2C. Sharpened Section 4 — specify the AI layer

Replace the existing “AI/ML layer” paragraph with:

AI/ML layer. AI is used where it is genuinely strongest and in clearly delineated roles: (i) structure proposal — generating the initial three-dimensional structure of the candidate and its target complex from sequence or chemistry; (ii) search and prioritization — exploring chemical or sequence space and triaging which candidates merit full physics treatment; and (iii) parameter and sampling guidance — informing which conformational states and simulation parameters the physics layer should focus computational effort on. Where appropriate, machine-learned interatomic potentials further accelerate the molecular-dynamics layer itself, bringing near-first-principles accuracy at tractable cost. In every case AI narrows and accelerates; it does not render the final binding determination — that is the role of the measurement-anchored physics layer.

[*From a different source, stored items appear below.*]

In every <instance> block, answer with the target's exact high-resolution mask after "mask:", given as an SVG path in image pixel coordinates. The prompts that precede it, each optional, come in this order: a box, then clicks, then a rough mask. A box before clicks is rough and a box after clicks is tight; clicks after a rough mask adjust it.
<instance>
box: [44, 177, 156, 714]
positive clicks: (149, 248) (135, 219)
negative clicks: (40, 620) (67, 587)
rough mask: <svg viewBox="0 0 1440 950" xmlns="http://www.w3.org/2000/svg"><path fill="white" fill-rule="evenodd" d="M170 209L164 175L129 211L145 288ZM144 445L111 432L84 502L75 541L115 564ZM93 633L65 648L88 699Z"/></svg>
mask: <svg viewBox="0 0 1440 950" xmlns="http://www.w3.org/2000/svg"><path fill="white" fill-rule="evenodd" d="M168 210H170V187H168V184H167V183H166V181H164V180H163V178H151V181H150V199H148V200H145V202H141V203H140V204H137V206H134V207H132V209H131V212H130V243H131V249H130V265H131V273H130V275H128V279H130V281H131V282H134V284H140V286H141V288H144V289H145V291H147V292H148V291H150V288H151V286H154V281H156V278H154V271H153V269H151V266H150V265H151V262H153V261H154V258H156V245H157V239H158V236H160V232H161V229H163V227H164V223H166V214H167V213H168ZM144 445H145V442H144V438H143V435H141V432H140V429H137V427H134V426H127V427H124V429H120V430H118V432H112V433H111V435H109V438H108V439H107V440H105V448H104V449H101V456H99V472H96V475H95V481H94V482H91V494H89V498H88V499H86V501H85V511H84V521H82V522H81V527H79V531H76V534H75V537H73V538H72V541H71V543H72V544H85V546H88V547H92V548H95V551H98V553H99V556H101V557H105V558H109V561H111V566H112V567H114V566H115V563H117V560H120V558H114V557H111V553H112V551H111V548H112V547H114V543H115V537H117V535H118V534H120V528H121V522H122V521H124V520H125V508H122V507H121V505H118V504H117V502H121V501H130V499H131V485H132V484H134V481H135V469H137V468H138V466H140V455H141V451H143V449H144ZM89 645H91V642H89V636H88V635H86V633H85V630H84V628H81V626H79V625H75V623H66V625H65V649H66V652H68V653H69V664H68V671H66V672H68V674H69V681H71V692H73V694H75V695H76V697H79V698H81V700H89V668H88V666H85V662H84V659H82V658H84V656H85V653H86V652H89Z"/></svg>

2D. Recast the flywheel as active learning

Replace the “AI flywheel” paragraph with:

AI flywheel — active learning. Because bioTCAD produces physics-grounded, measurement-anchored property data where high-quality data did not previously exist, it strengthens machine learning rather than competing with it. The platform closes the loop through active learning: the model’s own calibrated uncertainty identifies which molecules, if measured next, would most reduce that uncertainty — so each expensive experiment is chosen to maximize information gained rather than run at random. The result is a compounding asset — first-in-kind datasets that improve every downstream model and grow more valuable as the platform runs. bioTCAD is thus AI-enabled and AI-enabling.

2E. Fix the broken closing sentence (Section 3)

The current sentence — “The way out is a method that does both jobs at once and augment with a dash of reality (measurements).” — is grammatically broken and too casual for an FDA submission. Replace with:

The way out is a single method that performs both functions — AI-driven search and mechanistic physics — and calibrates the physics to experimental measurement so that its predictions are anchored to reality rather than to approximation.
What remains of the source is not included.